Several NMD factors are thought to be subject to feedback regulation by NMD (3,63). However, due to the potential for secondary effects of NMD and the multiple pathways by which NMD can occur, it is not yet known whether SMG6 cleaves any mRNAs that encode NMD factors. To address this question, we analyzed the D-plots of ten SMG- and UPF-family genes involved in NMD (Supplementary Figure S4). The pipeline unambiguously identified UPF3B as a target of SMG6 cleavage with a MaxSeq at position 1020 nt (Supplementary Figure S4J). In addition, SMG1, SMG9 and UPF2 had PARE MaxSeqs consistent with SMG6 cleavage but did not meet all of the criteria of the pipeline. For the remaining genes (SMG5, SMG6, SMG7, SMG8, UPF1 and UPF3A), no prominent site of SMG6-dependent cleavage was observed in any isoform, despite expression levels greater than the pipeline threshold. Together, these results indicate that NMD is indeed autoregulated by SMG6 cleavage in a transcript-preferential manner.

Identification of a sequence motif enriched at SMG6 cleavage sites

In view of the PARE evidence that not all positions near a putative NMD signal are equally susceptible to SMG6 cleavage, we hypothesized that SMG6 may have target site preferences. To determine whether SMG6 cleavage sites share common sequence characteristics, we generated sequence logos (64) of the 10-nt region surrounding the 238 SMG6 cleavage sites. This analysis identified a degenerate pentameric sequence motif, (U/A)-(G/A)↓(A/C)-N-(C/U) straddling the PARE MaxSeq in over 60% of SMG6 targets (Figure 6A and B). An additional 30% of SMG6 targets matched the motif at all but one position (see Supplementary Dataset S1), with no bias observed in the location of the mismatch within the 5-nt motif (Figure 6C). The frequency of the motif in a pipeline control set of SMG6-independent 5′ ends was significantly lower and much closer to that expected by chance (Figure 6A and D). Furthermore, when 100 nt flanking the PARE MaxSeq was analyzed, the frequency of the motif was found to be elevated only at a position starting 2 nt upstream of the PARE MaxSeq (Figure 6B).

Figure 6.

Degenerate pentameric motif common at SMG6 cleavage sites. (A) Sequence logo representation of the 10-nt region surrounding the PARE MaxSeq in endogenous SMG6 targets and siGL2+siXRN1 pipeline controls. (B) Frequency of the 5-nt motif at each position in SMG6 targets and control transcripts. The red bar indicates where the motif would be expected to start in SMG6 targets, 2 nt upstream from the cleavage site. (C) Mismatch frequency at various positions within PARE sites that conform to the SMG6 motif at all but one position. (D) Frequency of SMG6 targets and pipeline controls whose MaxSeq is surrounded by a pentamer that matches the SMG6 motif at 0–4 of the defined positions, versus the frequency that such matches would occur by chance.

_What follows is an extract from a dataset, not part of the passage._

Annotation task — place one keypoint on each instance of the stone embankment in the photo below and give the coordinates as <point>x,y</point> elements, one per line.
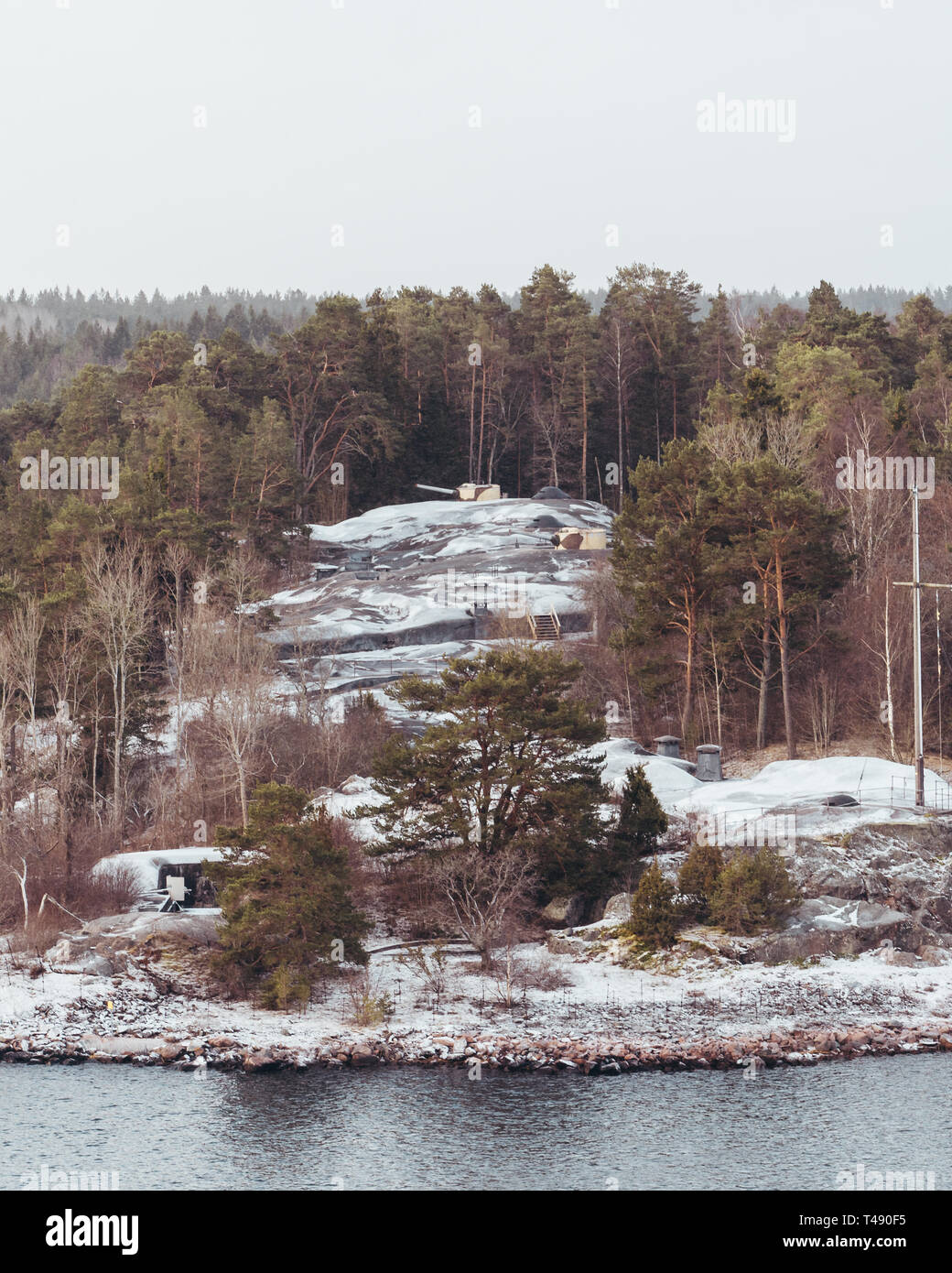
<point>605,1056</point>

To rule out the possibility that the motif might be due to SMG6-independent sequence bias in the siGL2+siXRN1 libraries, we selectively removed or enriched PARE sequences on the basis of fold change in the siSMG6+siXRN1 and siUPF1+siXRN1 libraries. Any resemblance to the motif was lost as PARE sequences with higher fold changes were removed (Supplementary Figure S5A). Conversely, the motif was clearly evident when ratios greater than 2- to 5-fold were enriched (Supplementary Figure S5B). Together with the fact that the first two nucleotides of the conserved motif precede the 5′ end of the decay intermediates detected by PARE, these findings argue against the possibilities that the motif might merely be a signal for XRN1 pausing or an artifact of PARE analysis.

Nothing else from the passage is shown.